When one passes by the lush new landscape at the entrance to Encore Boston Harbor on Lower Broadway, think Buffalo.
Buffalo?
Yes, in fact it is Buffalo, New York that has provided most all of the mature spruce and pine trees that weave and wander along Broadway and up to the resort entrance, according to Patrick Chadwick, director of horticulture and floral for Encore.
Chadwick has been with Wynn in Las Vegas for nearly seven years, but moved out to Boston more than a year ago to begin executing a plan for the entrance that was on the drawing board since 2013.
And a majority of the time spent in the early days of executing that plan was in Buffalo.

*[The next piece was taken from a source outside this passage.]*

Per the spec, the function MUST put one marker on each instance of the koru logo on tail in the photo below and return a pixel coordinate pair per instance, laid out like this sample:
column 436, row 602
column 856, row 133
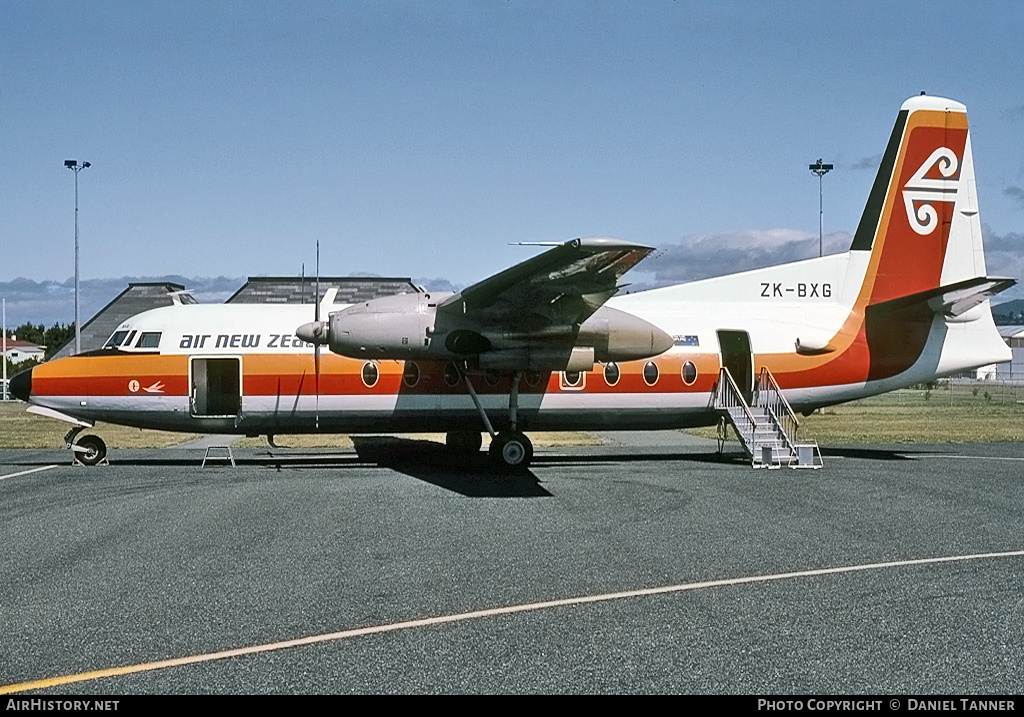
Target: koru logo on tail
column 926, row 192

“We sourced most of those trees from Buffalo, so Buffalo has been very good to us,” said Chadwick. “I hand-picked most of them.”
Each of the trees is placed in just the exact location, Chadwick said, and that was the result of years of study and planning.
“We wanted to create a diverse entrance with a lot of Evergreens because this is New England and that’s northern country,” he said. “There is a lot of thought to it. Everything out there is contemplated and on purpose. We spent a lot of time thinking about where everything would go and at what angle it would be facing. We want it to look like we’ve been here a long time…You don’t just see a green wall set in front of you. It’s a wandering landscape. It’s a place to experience. We have provided a cover to the building because it invites one to explore the landscape. You need to experience the tree by going around it.”
The front entrance is ensconced with trees that are already 25 to 40 feet high, and they include Norway Spruce, White Spruce and the Encore Signature Scottish Pines that run up and down the drive. It has gone from a dirty, dead landscape to a virtual forest that transforms one from an urban area to a contemplated forest.
“We want it to feel like it’s a special place,” he said. “We thought through every part of how the landscape would interact with the guests and the public when we were planning it…It’s meant to transcend the place you’re in.”
The Norway Spruce trees come from retired Christmas tree farms in the Buffalo area. Chadwick personally drove around for hours searching and tagging trees that Encore wished to uproot and bring back to the site.
The Scotch Pines come from another reusable source too.
The trees were promoted by federal government conservation efforts after World War II in the New England area. There are vast fields of those trees now throughout New England in very dense forests. As it would happen, some of those trees migrated outside of the forests and ended up isolated into fields adjacent to the forests.
Chadwick and his team were able to scour the fields in those areas and find wayward, lonely Scotch Pines to bring back to the Encore forest on Lower Broadway.
“They have a lot of character and they’ve been wonderfully sculpted by nature being isolated,” he said.
However, what seems to be Chadwick’s favorite area is the Broadway entry garden, known internally right now as Oak Plaza.
That plaza is a roundabout just steps from the sidewalk that has a Red Oak tree that is 45-feet-tall as the focal point – with weeping cherry trees, Scotch Pines and other plantings framing it. With benches around the tree and a clear sight-line to the tree’s area, it is a space that Chadwick gave care to planning.
“That tree is a 45-foot tall Red Oak,” he said. “It came from New Jersey and weighed 19,000 pounds when we planted it. I traveled all over New Jersey and looked at many oak trees in the north and south of the state. We settled on this one because it is a tree I would want to stop to look at. I looked at a lot of trees and it was one that I would stop for. That tree called to me…It’s a dramatic area and we want people to experience it.”
Right now, Chadwick and his team are putting in some of the final touches on the outdoor plant, some flowers here and there and mulch around some of the beds. As that winds down, Chadwick said he is simply anxious to see the reaction from guests – a reaction he hopes will come with some major ‘wow’ factor included.
“Right now, the last remaining part of the landscape to add is the people,” he said.